Gov. Greg Abbott of Texas tested positive for the coronavirus on Tuesday,though he has no symptoms, the governor’s office announced.

An ardent opponent of mask and vaccine mandates, Mr. Abbott has taken his opposition to such requirements all the way to the state Supreme Court. He will now be isolated in the Governor’s Mansion while receiving medical treatment.

“The Governor has been testing daily, and today was the first positive test result,” the statement said. “Governor Abbott is in constant communication with his staff, agency heads, and government.”
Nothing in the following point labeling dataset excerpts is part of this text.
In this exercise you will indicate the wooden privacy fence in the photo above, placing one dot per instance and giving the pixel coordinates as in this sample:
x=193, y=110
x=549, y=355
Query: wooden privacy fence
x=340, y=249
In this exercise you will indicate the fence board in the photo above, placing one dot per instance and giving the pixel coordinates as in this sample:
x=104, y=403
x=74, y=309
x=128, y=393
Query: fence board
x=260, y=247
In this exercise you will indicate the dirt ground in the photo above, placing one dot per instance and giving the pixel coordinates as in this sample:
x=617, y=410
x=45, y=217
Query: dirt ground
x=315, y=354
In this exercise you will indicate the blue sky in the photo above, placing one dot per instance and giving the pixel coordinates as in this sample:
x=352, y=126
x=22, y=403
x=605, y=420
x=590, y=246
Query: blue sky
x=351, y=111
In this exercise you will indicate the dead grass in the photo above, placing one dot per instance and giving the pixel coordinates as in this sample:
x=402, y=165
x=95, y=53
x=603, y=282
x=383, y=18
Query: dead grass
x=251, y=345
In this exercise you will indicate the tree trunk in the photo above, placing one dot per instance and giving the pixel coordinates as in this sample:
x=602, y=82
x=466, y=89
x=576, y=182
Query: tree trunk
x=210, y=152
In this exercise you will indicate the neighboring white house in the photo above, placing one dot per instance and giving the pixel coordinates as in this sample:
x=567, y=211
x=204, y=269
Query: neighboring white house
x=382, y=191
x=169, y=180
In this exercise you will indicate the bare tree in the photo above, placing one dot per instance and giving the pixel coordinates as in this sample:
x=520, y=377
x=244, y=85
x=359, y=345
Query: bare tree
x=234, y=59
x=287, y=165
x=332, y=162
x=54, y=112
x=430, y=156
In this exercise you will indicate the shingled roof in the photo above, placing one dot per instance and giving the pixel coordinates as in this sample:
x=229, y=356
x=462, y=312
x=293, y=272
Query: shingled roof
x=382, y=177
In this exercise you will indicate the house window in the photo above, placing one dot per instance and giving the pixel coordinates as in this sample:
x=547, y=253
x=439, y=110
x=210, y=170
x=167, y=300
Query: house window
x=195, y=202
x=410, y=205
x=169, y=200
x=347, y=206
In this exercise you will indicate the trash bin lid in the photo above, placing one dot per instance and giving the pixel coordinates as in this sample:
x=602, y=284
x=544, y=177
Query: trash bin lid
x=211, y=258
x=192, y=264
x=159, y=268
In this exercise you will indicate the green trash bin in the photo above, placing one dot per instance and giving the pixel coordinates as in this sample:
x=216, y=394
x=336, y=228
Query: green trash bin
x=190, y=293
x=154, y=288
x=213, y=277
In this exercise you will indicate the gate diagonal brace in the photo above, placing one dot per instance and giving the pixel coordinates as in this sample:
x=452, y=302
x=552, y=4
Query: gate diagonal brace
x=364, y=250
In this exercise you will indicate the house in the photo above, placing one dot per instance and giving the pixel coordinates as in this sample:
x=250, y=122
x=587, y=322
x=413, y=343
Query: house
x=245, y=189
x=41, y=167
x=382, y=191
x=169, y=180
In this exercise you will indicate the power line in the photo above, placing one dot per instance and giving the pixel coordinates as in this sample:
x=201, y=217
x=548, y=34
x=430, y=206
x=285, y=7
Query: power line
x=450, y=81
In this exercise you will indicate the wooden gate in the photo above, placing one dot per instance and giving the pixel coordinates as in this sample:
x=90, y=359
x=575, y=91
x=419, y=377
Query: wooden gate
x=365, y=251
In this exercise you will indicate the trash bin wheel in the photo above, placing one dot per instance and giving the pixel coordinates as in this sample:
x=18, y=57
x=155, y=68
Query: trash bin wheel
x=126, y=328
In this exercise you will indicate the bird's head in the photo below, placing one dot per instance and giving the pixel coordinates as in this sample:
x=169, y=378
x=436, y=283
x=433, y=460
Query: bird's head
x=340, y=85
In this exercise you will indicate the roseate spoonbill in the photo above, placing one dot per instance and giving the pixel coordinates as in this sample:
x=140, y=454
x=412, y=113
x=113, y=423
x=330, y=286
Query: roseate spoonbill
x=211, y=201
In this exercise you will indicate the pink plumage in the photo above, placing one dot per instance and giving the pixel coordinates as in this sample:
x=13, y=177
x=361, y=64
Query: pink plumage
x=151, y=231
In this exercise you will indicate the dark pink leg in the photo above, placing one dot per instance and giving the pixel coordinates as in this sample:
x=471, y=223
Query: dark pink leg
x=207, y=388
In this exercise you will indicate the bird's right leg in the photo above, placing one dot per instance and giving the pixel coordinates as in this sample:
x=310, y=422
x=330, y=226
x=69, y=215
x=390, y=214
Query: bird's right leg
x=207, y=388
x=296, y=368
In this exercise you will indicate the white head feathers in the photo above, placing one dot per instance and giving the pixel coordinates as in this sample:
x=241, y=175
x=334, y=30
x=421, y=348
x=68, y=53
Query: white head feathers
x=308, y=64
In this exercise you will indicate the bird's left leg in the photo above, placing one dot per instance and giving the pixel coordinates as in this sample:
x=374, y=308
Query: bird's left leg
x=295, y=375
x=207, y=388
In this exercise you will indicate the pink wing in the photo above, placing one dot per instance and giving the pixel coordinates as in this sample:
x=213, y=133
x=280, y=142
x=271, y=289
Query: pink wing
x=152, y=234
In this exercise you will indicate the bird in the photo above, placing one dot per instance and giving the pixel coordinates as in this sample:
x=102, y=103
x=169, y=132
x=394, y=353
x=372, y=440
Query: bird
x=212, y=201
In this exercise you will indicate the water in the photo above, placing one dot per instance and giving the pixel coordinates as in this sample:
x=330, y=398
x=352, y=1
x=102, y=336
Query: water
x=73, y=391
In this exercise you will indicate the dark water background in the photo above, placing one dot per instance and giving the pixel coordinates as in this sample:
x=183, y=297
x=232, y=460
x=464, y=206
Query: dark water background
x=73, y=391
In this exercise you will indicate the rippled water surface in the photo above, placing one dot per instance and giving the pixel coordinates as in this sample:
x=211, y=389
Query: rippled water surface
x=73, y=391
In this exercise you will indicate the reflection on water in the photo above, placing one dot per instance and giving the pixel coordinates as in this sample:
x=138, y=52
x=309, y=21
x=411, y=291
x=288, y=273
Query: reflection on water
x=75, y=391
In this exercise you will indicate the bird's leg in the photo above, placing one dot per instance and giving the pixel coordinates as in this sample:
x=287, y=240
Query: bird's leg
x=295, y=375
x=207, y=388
Vaccinations in Texas lag behind those of many other states, and coronavirus deaths are rising, though far more slowly than in prior waves, given that a majority of the state’s oldest and most vulnerable residents are now vaccinated. The state has averaged more than 14,700 new daily cases as of Monday, an increase of 53 percent from two weeks earlier, according to a New York Times database.
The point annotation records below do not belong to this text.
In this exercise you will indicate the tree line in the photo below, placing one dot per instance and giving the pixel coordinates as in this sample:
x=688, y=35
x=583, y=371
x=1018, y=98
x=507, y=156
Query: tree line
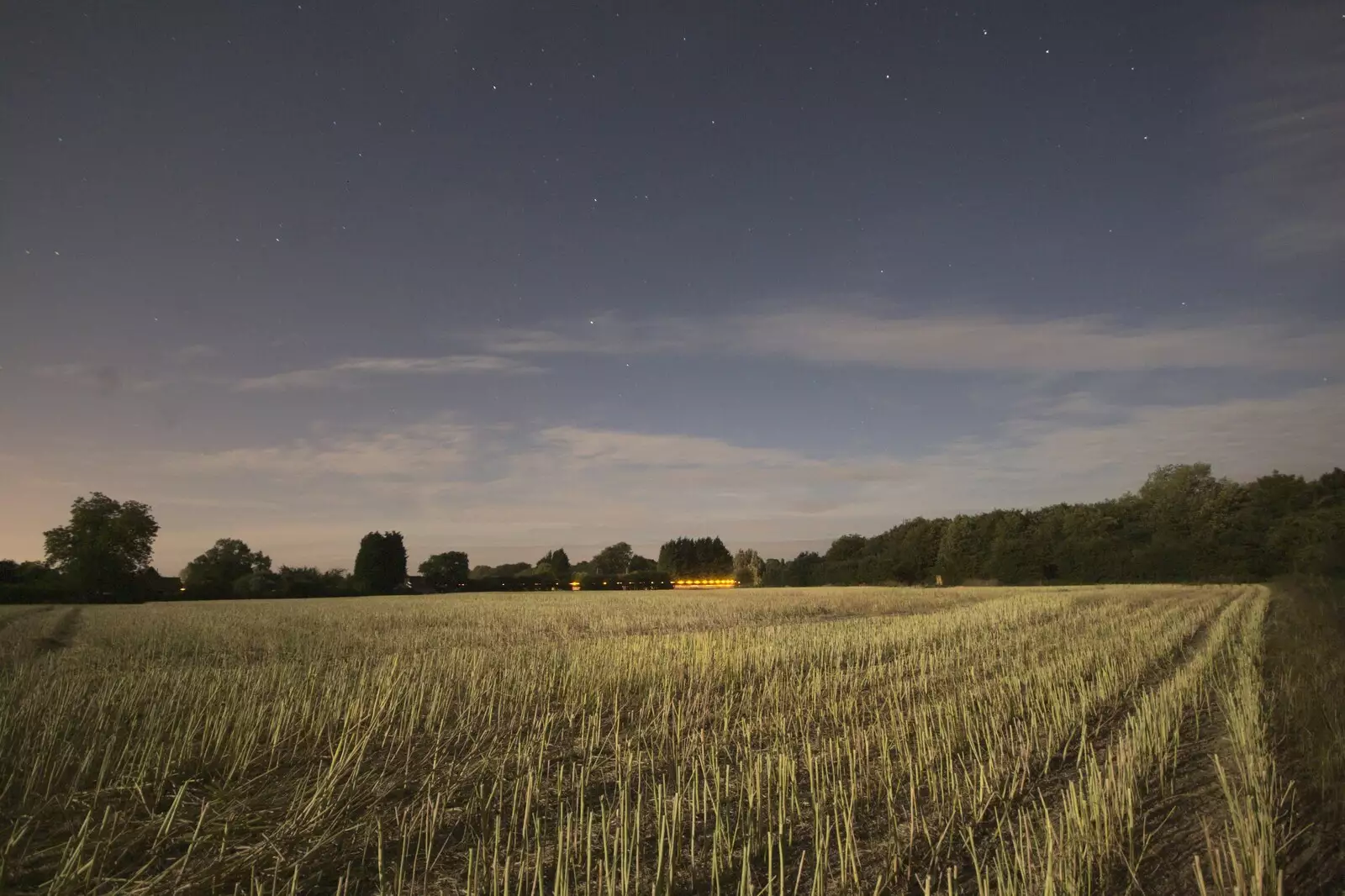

Mr. Abbott has faced withering criticism as coronavirus cases have increased sharply in Texas and available intensive-care beds have dwindled in Austin and other cities. But he maintained his ban on mask mandates, which prohibits local officials from imposing restrictions in their communities.

Fear and frustration over the course of the pandemic in Texas, the nation’s second most populous state, come as schools are preparing to reopen, raising worries about further spread of the virus.

Last month, responding to the Centers for Disease Control and Prevention issuing new guidance recommending that fully vaccinated people did not need to wear a mask indoors in high-risk areas, Mr. Abbott doubled down in the opposite direction. He issued an executive order that prohibited local governments and state agencies from mandating vaccines, and reaffirmed previous decisions to prohibit local officials from mandating masks.

The governor also affirmed that schools could not enact mask mandates for students, a move that some public health experts warned could lead to another surge in cases.

Late on Friday, after Governor Abbott’s ban suffered at least three legal setbacks, the state attorney general, Ken Paxton, said he was taking the issue to the State Supreme Court. The setbacks were in areas with Democratic leaders, rampant coronavirus cases and rising hospitalizations.

The State Supreme Court then sided with the state on Sunday, granting a request for an emergency stay of the appellate court ruling that would have allowed schools to make face coverings mandatory.